Page 10 of Cruel Beginnings


Font Size:  

I struggle to form words. My lips feel thick and rubbery. “Pleash, let me go… I have friendsh… I told them where I wash going tonight…” Saliva drools from my mouth.

“Did you really, now?” His voice is dry and amused. “You’re a very poor liar, Tamara. But we’ll have plenty of time to discuss that later.”

Oh God. Oh no.

“Arrrr you going torshure me?” I don’t know if my words make sense anymore. My cheek is pressing against the floor, and I can’t feel my body.

Joshua kneels next to me and strokes my cheek with his finger. “You don’t get to ask me that. You want to know why?”

No.

“Yeshhhh…” I can’t see anything. I am numb. I pray to stay numb forever, but God has never been that kind to me.

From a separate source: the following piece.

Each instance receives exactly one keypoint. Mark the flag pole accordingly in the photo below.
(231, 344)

I think he says, “Because I am fate, and you are nothing.” But his voice is coming from so far away.

CHAPTERFOUR

JOSHUA

The first one to die was Remus. He drowned in an icy pond in the dead of winter, under a pale blue sky.

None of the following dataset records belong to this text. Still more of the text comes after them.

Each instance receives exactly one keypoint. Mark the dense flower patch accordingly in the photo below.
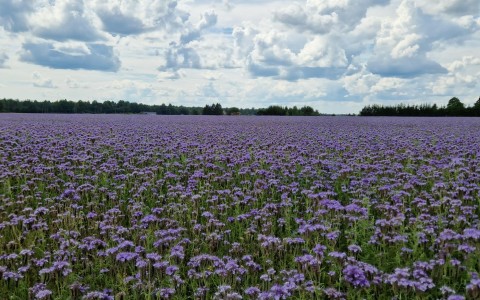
(150, 207)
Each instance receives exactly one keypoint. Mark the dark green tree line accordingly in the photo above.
(454, 108)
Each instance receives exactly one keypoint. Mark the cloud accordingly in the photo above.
(66, 20)
(455, 8)
(402, 45)
(39, 81)
(406, 67)
(73, 84)
(272, 54)
(3, 60)
(184, 54)
(14, 14)
(321, 16)
(92, 57)
(136, 17)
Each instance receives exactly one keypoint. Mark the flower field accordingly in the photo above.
(195, 207)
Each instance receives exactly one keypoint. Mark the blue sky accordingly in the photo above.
(335, 55)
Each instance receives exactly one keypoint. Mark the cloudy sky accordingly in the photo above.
(335, 55)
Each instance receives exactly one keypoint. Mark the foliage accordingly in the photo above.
(454, 108)
(104, 207)
(214, 109)
(275, 110)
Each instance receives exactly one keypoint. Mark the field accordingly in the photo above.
(185, 207)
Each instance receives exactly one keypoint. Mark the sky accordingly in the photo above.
(334, 55)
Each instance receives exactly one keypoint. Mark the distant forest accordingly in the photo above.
(125, 107)
(454, 108)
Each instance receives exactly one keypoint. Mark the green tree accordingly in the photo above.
(455, 107)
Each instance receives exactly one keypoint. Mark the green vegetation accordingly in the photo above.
(454, 108)
(125, 107)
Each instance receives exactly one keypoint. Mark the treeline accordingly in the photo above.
(454, 108)
(275, 110)
(125, 107)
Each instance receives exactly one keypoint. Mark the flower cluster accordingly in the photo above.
(177, 207)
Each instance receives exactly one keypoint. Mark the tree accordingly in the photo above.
(476, 108)
(232, 111)
(455, 107)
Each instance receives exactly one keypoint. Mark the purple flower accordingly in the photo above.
(355, 276)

I think Remus was around six. My father made him strip down in the sub-zero weather.

My father stripped down too, dropping his clothing into a pile in the snow. I’d never seen him naked before. He had scars on his body.

I was only a few years old then, but I’d already learned a lot about survival. We all had.

Even before they entered the pond, Remus’s lips were blue and his skinny body was shaking, but he didn’t say a word or beg for mercy. He knew better. He followed our father and marched right into the frigid water. They swam across the pond, then turned around and headed back. Halfway across, Remus sank. He disappeared, the black waters swallowing him. My father glanced over at him and kept swimming. He didn’t miss a stroke.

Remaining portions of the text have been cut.